[ オピニオン ]
(2016/5/24 05:00)
今も下町風情あふれる団子坂(東京都文京区)周辺は、江戸時代から多くの植木職人が住んでいた。大正時代の関東大震災で被害を受けた盆栽園の一部が良質な土や水、新鮮な空気を求めて、埼玉県の大宮に移転した。
それから90年余。「大宮盆栽村」(さいたま市北区)は屈指の盆栽の名所として内外に知られるまでになった。大自然の美しさや景色を凝縮して表現する盆栽を鑑賞家は「鉢の中に小宇宙を想像できる」という。
高齢者の趣味と思われがちだが、イタリアやフランスはじめ海外では若者の愛好家も少なくない。
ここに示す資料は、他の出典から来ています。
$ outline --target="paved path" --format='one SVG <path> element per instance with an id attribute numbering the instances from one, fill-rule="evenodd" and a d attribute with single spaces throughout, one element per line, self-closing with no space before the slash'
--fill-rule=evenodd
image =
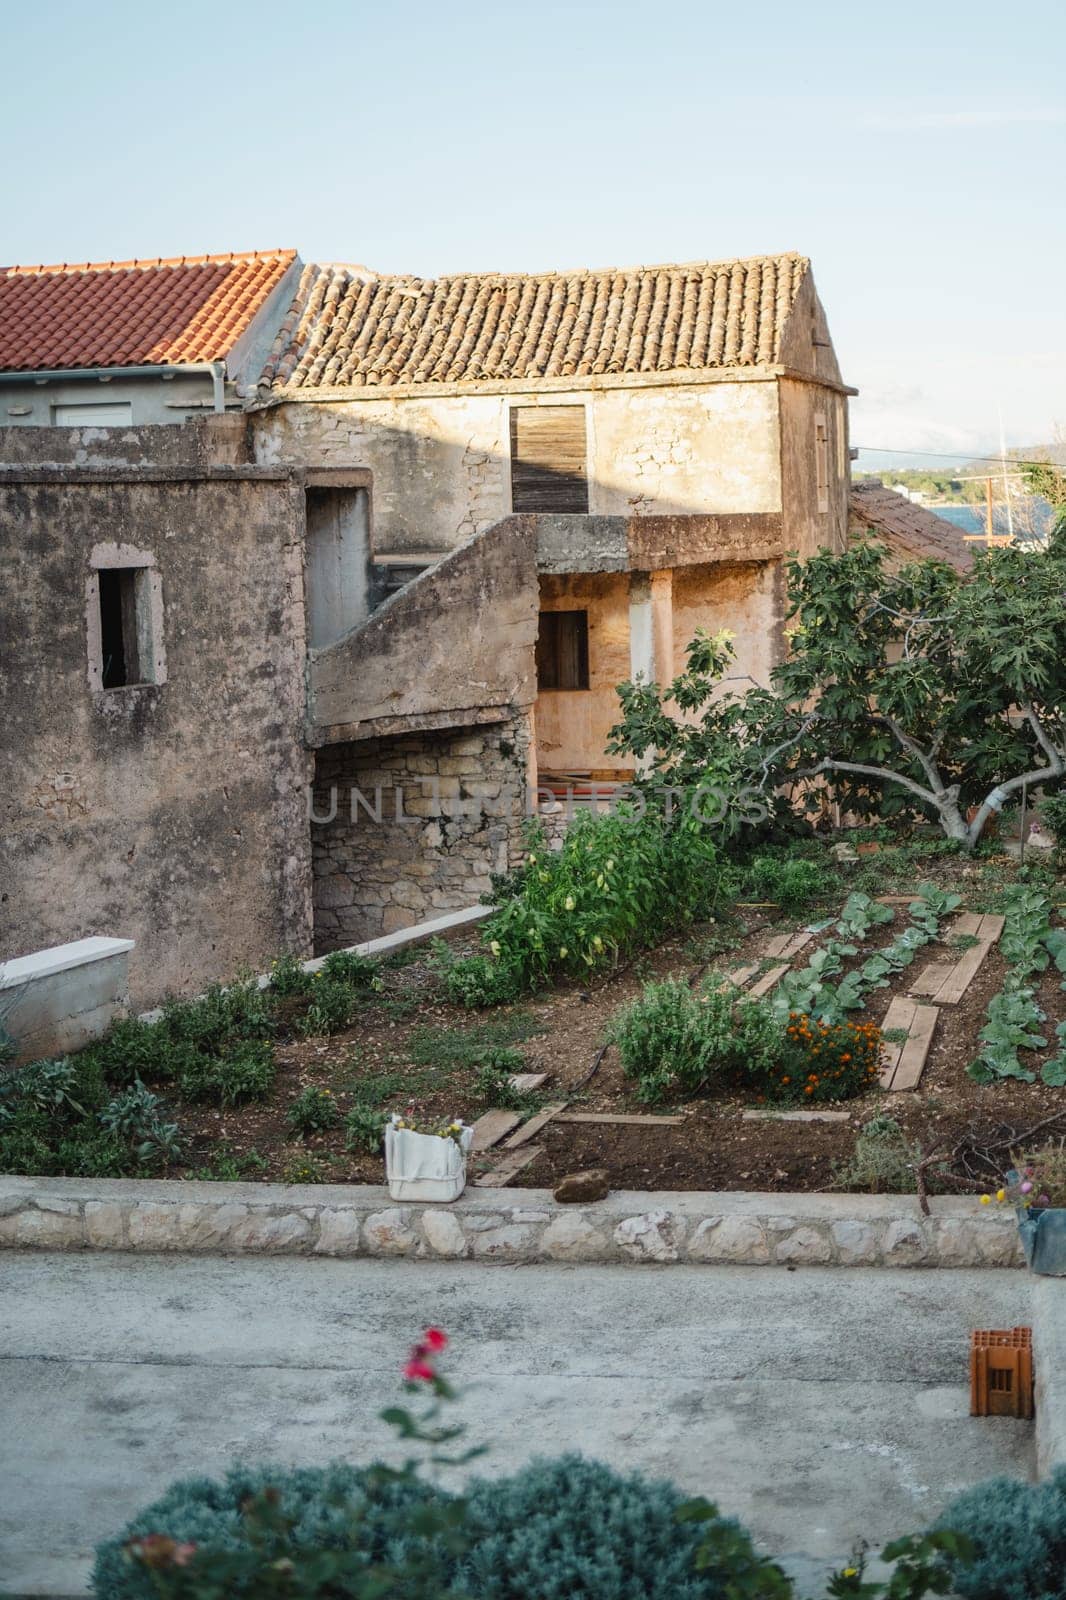
<path id="1" fill-rule="evenodd" d="M 1028 1475 L 1028 1425 L 967 1415 L 967 1351 L 972 1327 L 1029 1320 L 1030 1281 L 9 1253 L 0 1592 L 84 1592 L 94 1542 L 176 1476 L 387 1455 L 376 1414 L 434 1322 L 482 1470 L 576 1448 L 669 1475 L 813 1584 L 854 1538 Z"/>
「BONSAI」は「KARAOKE」や「MANGA」と並んで、英語として定着した。
さいたま市は10年前から小学校の授業に盆栽づくり体験を取り入れている。2016年度は11校、約1000人の生徒が参加する。経済局商工観光部の柳田香さんは「若い世代に盆栽の魅力を知ってもらいたい」と目を細める。
17年4月には、4年に一度の「第8回世界盆栽大会」が開かれる。さいたまでの開催は第1回以来、28年ぶり。市長の清水勇人さんは、さいたまを“盆栽の聖地”として世界にアピールする機会ととらえる。日本の文化が世界に広がるきっかけになってもらいたい。